Ele disse que entre os motivos para aceitar o cargo estavam uma “dúvida perturbadora” se a Lava Jato seria exceção na história do país ou uma mudança de patamar no tratamento da impunidade.

Desarmamento

Bolsonaro tem como uma de suas marcas registradas o gesto da arma com as mãos e uma das suas principais promessas de campanha foi a flexibilização do Estatuto do Desarmamento.

O futuro ministro da Justiça disse que essa pauta foi discutida com o presidente eleito e destacou que há uma diferença entre posse e porte.

“Existe uma plataforma na qual ele se elegeu que prega a flexibilização da posse. Dentro dessa plataforma, seria inconsistente agir de maneira contrária, mas externei ao presidente que liberação excessiva pode ser utilizada como fonte de armamento para organizações criminosas", reforçou.

Relação com Bolsonaro

Em relação a possíveis conflitos entre o presidente eleito e o futuro ministro, Moro disse que Bolsonaro "pareceu um homem bastante sensato, ponderado” e completou que tem ciência de sua "posição subordinada".
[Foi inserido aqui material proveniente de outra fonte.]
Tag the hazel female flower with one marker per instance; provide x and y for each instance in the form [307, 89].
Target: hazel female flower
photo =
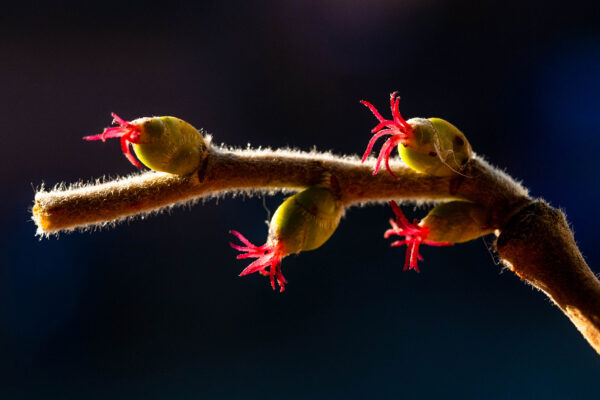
[397, 127]
[414, 234]
[165, 144]
[446, 224]
[303, 222]
[428, 145]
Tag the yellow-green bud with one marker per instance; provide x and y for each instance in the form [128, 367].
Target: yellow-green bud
[456, 222]
[436, 147]
[169, 144]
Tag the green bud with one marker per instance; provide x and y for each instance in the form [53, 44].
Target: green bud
[436, 147]
[456, 222]
[169, 144]
[306, 220]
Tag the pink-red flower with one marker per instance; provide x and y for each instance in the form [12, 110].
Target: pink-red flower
[397, 127]
[414, 236]
[127, 131]
[268, 259]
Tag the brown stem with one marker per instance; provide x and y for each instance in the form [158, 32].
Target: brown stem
[535, 241]
[252, 170]
[539, 247]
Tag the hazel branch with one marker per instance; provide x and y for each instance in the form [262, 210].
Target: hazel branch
[534, 239]
[225, 170]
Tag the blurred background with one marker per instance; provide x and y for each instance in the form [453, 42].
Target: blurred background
[154, 309]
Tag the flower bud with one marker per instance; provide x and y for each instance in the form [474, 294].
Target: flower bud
[303, 222]
[436, 147]
[457, 222]
[165, 144]
[446, 224]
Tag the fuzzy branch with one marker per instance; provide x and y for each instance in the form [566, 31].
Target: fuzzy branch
[535, 240]
[224, 170]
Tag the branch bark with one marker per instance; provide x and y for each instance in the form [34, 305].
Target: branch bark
[535, 240]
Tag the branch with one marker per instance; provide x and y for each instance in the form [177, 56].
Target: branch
[535, 240]
[224, 170]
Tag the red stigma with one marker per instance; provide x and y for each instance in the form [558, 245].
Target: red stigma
[397, 127]
[414, 234]
[268, 255]
[128, 132]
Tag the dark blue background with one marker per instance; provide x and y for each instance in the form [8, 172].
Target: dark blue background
[154, 309]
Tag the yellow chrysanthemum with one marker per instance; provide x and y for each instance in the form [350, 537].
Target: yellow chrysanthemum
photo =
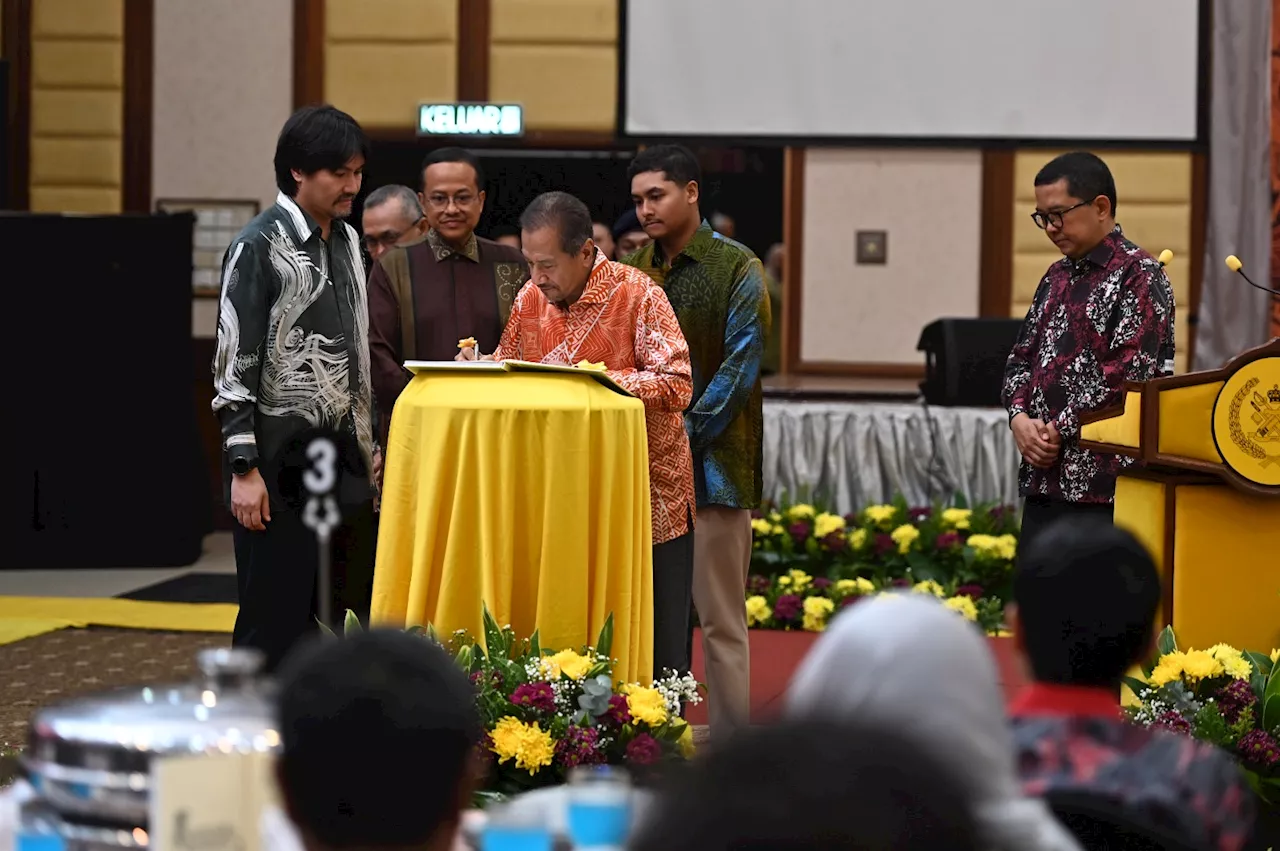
[1198, 664]
[827, 524]
[1169, 668]
[686, 742]
[568, 663]
[855, 586]
[904, 536]
[816, 612]
[758, 611]
[528, 744]
[929, 586]
[881, 515]
[964, 605]
[647, 705]
[800, 511]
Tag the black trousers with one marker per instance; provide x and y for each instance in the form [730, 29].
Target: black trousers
[277, 573]
[672, 603]
[1041, 512]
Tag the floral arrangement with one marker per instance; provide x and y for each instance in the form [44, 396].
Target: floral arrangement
[796, 600]
[807, 562]
[1221, 695]
[545, 712]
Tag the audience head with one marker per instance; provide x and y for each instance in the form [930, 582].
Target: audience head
[556, 238]
[1075, 202]
[664, 188]
[452, 192]
[378, 739]
[812, 786]
[392, 215]
[1086, 598]
[320, 161]
[629, 237]
[905, 662]
[603, 238]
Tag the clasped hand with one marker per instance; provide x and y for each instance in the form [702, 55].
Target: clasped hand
[1037, 440]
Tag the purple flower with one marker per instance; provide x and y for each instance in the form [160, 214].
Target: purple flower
[580, 746]
[1258, 749]
[787, 608]
[617, 712]
[1234, 699]
[535, 695]
[644, 750]
[946, 540]
[1173, 722]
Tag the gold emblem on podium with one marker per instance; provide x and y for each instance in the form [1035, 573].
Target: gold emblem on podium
[1247, 421]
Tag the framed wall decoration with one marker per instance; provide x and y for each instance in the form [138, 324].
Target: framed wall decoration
[216, 224]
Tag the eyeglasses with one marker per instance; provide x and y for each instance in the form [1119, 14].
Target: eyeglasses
[387, 239]
[1055, 218]
[440, 201]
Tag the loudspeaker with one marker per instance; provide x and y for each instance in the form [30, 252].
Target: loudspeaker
[964, 360]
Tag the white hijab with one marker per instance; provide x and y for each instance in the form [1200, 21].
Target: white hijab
[905, 660]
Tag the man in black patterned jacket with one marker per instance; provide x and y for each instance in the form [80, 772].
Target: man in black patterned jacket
[293, 355]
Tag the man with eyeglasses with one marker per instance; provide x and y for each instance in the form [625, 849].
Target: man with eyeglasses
[393, 216]
[426, 297]
[1102, 315]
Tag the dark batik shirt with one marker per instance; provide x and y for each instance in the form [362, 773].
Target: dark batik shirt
[1093, 324]
[293, 344]
[457, 293]
[1156, 777]
[717, 289]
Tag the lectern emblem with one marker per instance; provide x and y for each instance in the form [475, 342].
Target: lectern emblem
[1247, 421]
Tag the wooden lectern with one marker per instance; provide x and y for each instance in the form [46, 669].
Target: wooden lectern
[1206, 495]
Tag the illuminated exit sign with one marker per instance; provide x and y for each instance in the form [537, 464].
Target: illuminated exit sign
[470, 119]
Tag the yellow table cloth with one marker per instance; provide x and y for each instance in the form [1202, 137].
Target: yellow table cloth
[528, 492]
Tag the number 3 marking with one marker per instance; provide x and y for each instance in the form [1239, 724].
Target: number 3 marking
[323, 474]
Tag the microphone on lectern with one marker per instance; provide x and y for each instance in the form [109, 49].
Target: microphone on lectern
[1234, 264]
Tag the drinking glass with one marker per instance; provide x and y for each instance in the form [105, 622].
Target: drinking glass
[599, 806]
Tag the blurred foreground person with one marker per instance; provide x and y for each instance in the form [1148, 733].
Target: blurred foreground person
[906, 662]
[808, 786]
[378, 744]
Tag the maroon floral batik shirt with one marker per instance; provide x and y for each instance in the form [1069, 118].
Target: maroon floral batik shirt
[1095, 324]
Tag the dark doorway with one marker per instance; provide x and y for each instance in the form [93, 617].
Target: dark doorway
[744, 183]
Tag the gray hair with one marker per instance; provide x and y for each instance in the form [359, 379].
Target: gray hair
[396, 192]
[565, 213]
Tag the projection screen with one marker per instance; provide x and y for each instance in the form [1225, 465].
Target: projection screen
[910, 69]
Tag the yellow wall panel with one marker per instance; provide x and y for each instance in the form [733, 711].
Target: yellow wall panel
[561, 87]
[78, 18]
[554, 22]
[416, 21]
[77, 64]
[382, 85]
[74, 200]
[77, 113]
[69, 161]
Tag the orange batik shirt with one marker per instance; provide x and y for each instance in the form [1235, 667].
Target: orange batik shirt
[625, 321]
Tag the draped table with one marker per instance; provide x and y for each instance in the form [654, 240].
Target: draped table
[528, 492]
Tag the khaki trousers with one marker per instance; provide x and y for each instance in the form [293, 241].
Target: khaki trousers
[722, 557]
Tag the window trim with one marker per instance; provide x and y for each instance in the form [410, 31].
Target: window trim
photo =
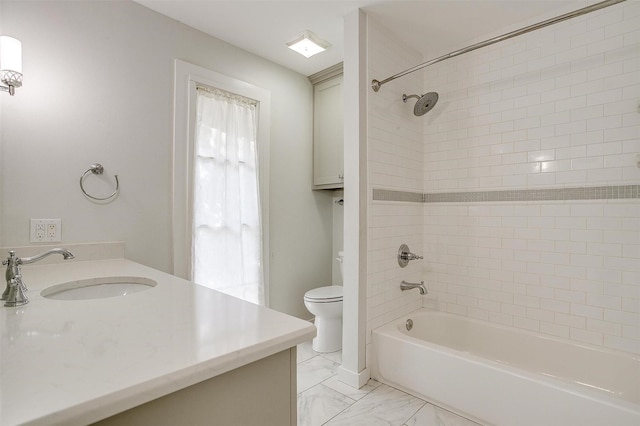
[186, 77]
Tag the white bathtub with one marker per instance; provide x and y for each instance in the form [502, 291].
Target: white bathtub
[502, 376]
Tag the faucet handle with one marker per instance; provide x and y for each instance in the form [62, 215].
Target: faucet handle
[16, 296]
[405, 255]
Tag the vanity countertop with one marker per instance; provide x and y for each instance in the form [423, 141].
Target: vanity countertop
[76, 362]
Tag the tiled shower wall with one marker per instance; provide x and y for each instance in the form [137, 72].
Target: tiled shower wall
[556, 108]
[395, 161]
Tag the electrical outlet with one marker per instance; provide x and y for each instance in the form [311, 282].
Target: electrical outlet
[45, 230]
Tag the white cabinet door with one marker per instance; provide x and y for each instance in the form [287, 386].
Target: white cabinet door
[328, 164]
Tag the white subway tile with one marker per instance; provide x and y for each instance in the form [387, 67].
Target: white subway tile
[585, 336]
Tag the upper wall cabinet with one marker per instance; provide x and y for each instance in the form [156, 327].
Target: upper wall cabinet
[328, 163]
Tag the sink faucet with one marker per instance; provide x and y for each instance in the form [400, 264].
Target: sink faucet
[13, 294]
[408, 286]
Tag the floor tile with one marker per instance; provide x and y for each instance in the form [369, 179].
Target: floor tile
[430, 415]
[332, 356]
[315, 371]
[305, 352]
[319, 404]
[383, 406]
[347, 390]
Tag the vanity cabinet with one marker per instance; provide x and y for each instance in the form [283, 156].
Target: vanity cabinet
[261, 393]
[328, 162]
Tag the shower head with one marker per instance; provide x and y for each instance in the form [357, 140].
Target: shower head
[424, 103]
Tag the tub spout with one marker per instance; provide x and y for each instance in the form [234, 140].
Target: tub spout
[408, 286]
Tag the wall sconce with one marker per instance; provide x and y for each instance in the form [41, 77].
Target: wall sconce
[10, 64]
[308, 44]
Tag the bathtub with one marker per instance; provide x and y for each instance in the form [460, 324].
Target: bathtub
[503, 376]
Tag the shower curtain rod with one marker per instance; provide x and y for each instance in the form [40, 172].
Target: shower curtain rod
[375, 84]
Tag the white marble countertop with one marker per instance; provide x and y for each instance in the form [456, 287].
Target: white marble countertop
[76, 362]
Além disso, garantiu que não vê nenhum risco à democracia ou ao estado de direito nas falas do presidente: "Ele moderou o discurso".

Vaga no STF

Uma das especulações do aceite de Moro para o Ministério da Justiça é a de que ele mira uma vaga no Supremo Tribunal Federal (STF), em 2020, para assumir a cadeira de Celso de Mello que irá se aposentar.

Moro elogiou a atuação de Celso e disse que por causa disso não se sente "confortável" em discutir o assunto.

Atuação das polícias

O juiz também foi questionado da ideia de Bolsonaro de criar um "excludente de ilicitude" para que policiais não sejam responsabilizados por mortes em confrontos.

Moro disse que a situação já está contemplado na atual legislação nas categorias de "legítima defesa" e "estrito cumprimento da obrigação legal", mas que "terá que ser avaliado se é necessária uma regulação melhor".

Moro disse que o enfrentamento tanto da corrupção quanto do crime organizado não passa, necessariamente, pelo confronto policial.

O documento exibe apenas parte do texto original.